Spammers are bad, greedy, deceitful, selfish, dicks. I hope they go to jail for a very, very long time…if Microsoft’s DCU ever finds them.


Life Goes Here.

March 19, 2011

Life goes here. Literally, I put it up here daily, in color and black and white. But, it’s been a few days since I have blogged and I feel guilty. Guilty because I have enjoyed writing, and I think a couple of you have enjoyed reading what I write. So, I’m sorry. I want to explain why, but it’s difficult. I think my strength lies in my photos doing most of the talking. And recently, I just haven’t found anything interesting to photograph. Actually, I did see something Thursday. It was a  busted light under a motel six sign. Yeah I know! “We’ll leave the light on.” I grabbed my portable camera…the battery was dead. I tried with my iphone, but I couldn’t get the light to show clear. So I’ve got nothing. Friday I went out and everything seemed grey. I don’t know if I’m depressed (I am) or if I’m loosing my ability to see colors(doubtful), but as nice as the weather was, it was a damn grey day. So I got nothing. I’m gonna take my good camera and walk around the neighborhood today. Who knows, maybe I’ll find some inspiration.

The Lie

March 10, 2011

I realized last night as I was walking into CVS that I’m a liar. It’s not what you think though. I’m an honest man, but there’s one section of society that forces me to lie.


Allegedly homeless, jobless people who stand at the corner of intersections and outside of 711 and CVS asking me if I can spare some change.  In my county there is someone on just about every major corner. They walk back and forth, with a sign and a cup, sometimes a cane, or a limp, or crutches, or even a wheelchair, taking advantage of people’s good will and guilt at the left turn lanes.

I used to give. The first few months after I first saw someone on a corner with a “work for food” sign maybe a decade ago. Then the phenomenon exploded. It seemed like I kept seeing the same people on the same corners everyday. Every time I went somewhere, someone wanted my money. Every night when I’d drive home from work, there they were. I just couldn’t give anymore.

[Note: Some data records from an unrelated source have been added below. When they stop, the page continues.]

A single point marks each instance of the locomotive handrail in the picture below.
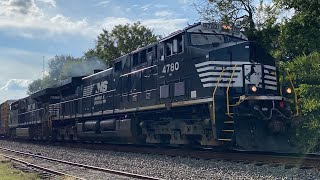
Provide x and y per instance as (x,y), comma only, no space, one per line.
(228,88)
(295,94)
(213,102)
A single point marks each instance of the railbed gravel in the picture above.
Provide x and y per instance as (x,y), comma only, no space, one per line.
(166,167)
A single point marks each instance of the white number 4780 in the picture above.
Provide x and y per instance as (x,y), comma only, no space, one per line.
(171,67)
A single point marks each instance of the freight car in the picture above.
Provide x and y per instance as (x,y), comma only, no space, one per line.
(205,85)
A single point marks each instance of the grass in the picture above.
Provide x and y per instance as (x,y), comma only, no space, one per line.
(7,172)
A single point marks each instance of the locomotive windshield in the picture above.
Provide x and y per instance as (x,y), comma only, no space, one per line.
(202,39)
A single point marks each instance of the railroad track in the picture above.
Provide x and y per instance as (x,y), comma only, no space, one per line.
(303,161)
(105,170)
(41,168)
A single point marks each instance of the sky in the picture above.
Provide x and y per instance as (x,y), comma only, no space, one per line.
(33,30)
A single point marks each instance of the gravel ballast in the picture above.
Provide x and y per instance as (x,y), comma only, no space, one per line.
(166,167)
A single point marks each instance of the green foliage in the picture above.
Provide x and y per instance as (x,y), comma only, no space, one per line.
(121,40)
(301,5)
(306,72)
(305,69)
(299,36)
(35,86)
(63,67)
(227,11)
(308,129)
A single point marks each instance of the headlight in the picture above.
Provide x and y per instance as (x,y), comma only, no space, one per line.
(289,90)
(253,88)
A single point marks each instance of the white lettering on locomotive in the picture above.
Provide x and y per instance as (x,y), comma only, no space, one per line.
(101,87)
(97,88)
(170,67)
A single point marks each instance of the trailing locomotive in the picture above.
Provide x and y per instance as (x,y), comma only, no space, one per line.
(206,85)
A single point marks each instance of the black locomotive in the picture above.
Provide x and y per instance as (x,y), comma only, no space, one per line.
(206,85)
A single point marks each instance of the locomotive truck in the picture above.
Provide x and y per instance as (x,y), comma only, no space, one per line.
(205,85)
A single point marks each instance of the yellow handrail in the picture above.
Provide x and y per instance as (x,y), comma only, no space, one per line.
(295,94)
(228,88)
(213,103)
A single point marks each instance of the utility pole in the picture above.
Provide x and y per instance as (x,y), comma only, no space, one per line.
(43,67)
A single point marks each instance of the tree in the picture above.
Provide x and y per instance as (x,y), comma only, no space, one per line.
(63,67)
(228,11)
(308,87)
(121,40)
(35,86)
(300,34)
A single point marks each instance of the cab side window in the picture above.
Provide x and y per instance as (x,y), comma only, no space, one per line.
(169,48)
(174,45)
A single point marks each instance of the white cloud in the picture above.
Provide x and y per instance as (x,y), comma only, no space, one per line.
(185,2)
(50,2)
(16,84)
(146,7)
(102,3)
(26,19)
(163,13)
(109,22)
(14,8)
(14,89)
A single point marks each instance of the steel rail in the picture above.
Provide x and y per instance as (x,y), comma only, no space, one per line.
(111,171)
(51,171)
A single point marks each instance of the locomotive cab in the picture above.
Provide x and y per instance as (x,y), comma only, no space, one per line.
(242,80)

I want to help my fellow man. I want positive Karma in my Karma bank, but there’s just no way to distinguish those who could really use my help from those who make a living taking money from strangers.

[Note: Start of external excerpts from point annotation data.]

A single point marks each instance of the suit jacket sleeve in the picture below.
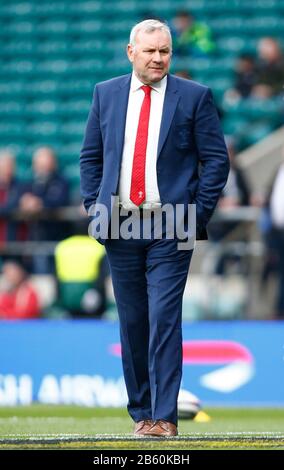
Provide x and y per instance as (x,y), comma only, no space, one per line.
(213,158)
(91,157)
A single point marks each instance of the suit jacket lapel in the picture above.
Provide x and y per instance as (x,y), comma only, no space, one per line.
(170,104)
(120,110)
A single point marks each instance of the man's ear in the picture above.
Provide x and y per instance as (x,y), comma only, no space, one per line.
(130,51)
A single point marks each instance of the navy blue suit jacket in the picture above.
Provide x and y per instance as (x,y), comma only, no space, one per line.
(192,162)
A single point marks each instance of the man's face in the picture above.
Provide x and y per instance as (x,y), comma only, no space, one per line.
(151,56)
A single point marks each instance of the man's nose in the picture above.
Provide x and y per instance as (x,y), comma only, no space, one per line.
(157,56)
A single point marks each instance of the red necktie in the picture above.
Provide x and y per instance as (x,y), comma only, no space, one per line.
(137,189)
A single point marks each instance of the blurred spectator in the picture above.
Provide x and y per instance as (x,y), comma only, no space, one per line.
(269,69)
(10,193)
(245,75)
(81,270)
(18,298)
(236,193)
(190,37)
(47,190)
(273,231)
(183,74)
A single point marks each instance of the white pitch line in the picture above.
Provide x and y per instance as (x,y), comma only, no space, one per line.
(129,437)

So here’s the lie. I always tell them I have don’t have any cash, only credit. I know I’m telling a lie, and I tell it anyway. So you’re thinking “no big deal”, right? But it is to me. I hate having to feel like I have to lie.  I suppose I could be honest and say something like “I don’t want to give you my change because I think you actually live in a better neighborhood than me and that limp you’ve got is fabricated. ” I don’t think that would go over very well, so I lie.

I sometimes think that if there is a god, and if he wanted to test people, sitting in a wheelchair outside of CVS at 9pm asking for change might be a good way to do it. I hope he understands my predicament.

Here are some of the regulars in a 2 mile radius in Wheaton. It took me less than 15min to find and photograph them.


I was on my way to my best friends house to help him load some motorcycles for Bike Week and I kept hearing a noise from the back of the car. It kinda sounded like I’d run over a cardboard box. Then I thought maybe it was the muffler dragging. I pulled over and was surprised to see I had a flat tire. I have a 12 volt pump, so I put some air in the tire and went on the last few blocks to my friends house. I used his real jack and took off the flat and put on the ridiculously tiny, training wheel sized dumb dumb spare. I can hardly believe that little tire is safe. But my good fortune doesn’t end there. Not only do I get to buy a tire (the flat had a leak in the side wall), but sometime, in the last few hours, I ripped my pants wide open. So I’m out a pair of jeans too.

I shouldn’t complain. Things could always be worse. At least it wasn’t raining, and I was wearing underwear.